一言一句漏らさずに聞くなんて、誰もやっていない
英語でペラペラと話しかけられて「何を言っているのかさっぱり分からない!」と頭を抱える人は多いのですが、相手が話す長い文章をまるごとすべて聞き取る必要はありません。それは日本人同士の日本語の会話でも同じです。恋愛中の会話は別として、日常会話では、適当に聞き流しながら要点だけをつかんで対応しているのではありませんか?
先日、日経新聞のコラムで東京大学の総長経験もある方が、英語でのフリーディスカッションの「サバイバル術」として相手の言っていることの「3割、分かればいい」と書いておられました。まさに、その通りだと思います。実際、ビジネスの現場では私でも、たとえばなまりの強いインド人の英語はなかなか聞き取れないことが多いです。それでも「何が言いたいのかな」「大事なのはここだな」と何とか会話をつないで意思の疎通に成功しています。

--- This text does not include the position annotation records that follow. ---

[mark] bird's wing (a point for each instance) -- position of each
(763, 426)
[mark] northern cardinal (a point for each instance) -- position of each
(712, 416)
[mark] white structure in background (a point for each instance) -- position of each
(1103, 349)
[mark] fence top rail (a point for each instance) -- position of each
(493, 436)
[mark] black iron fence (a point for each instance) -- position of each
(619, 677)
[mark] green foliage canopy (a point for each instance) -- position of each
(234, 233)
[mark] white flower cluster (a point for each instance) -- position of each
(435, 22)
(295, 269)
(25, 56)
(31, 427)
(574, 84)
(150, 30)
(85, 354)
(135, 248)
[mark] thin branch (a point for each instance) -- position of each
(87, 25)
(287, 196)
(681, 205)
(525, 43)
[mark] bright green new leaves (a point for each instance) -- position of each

現在の英語人口は約15億人。そのうちの4分の3は英語を母国語としないノンネイティブ・スピーカーです。お互いに少しずつ違う英語を違う発音で話していますから、この要点をつかみ話を類推するスキルが非常に重要なのです。
日本人は英語に対するコンプレックスがあるので、相手から英語で話しかけられて、それが聞き取れないと「自分の英語力が足りないせいだ」と落ち込んだり焦ったりして、そのせいでますます聞き取れなくなるという悪循環に陥ってしまいがちですね。まずは「全部聞き取らねばならない」という“呪い”から抜け出しましょう。
とはいえ、じゃあ、どうやって相手の言っていることのポイントをつかめばいいのか? 大切なのは、自然と耳に入ってくる、つまり自分が聞き取れる言葉に注目するということです。
「点」から「線」へ想像を働かせる
ラジオから流れてくる、初めて聞く曲。1回だけですべての歌詞を記憶することはできませんよね。でも、ラブソングなのか応援歌なのか、何となくその歌のテーマらしきものはつかめるはずです。それは、耳に残るフレーズから想像を働かせているからです。
意味のよく分からない言語での会話の際も同じように考えましょう。全体を理解できなくても、いくつか印象に残る音やフレーズがあるはずです。その強調されたいくつかの「点」を想像力でつないで「線」にしていきます。
本書では、「点」から「線」につなげていくコツなどもご紹介しています。
英語のヒアリング力を高めるためには、たくさんの英語を聞いて慣れるのがいちばんだと、これまでに多くの本などで語られてきました。それは、やっぱりその通りなのですが(語学の習得には反復練習が大事!)ここで伝授したコツを使うと、ただ聞くだけのときにくらべて何倍もの効果が出ること、間違いなしです。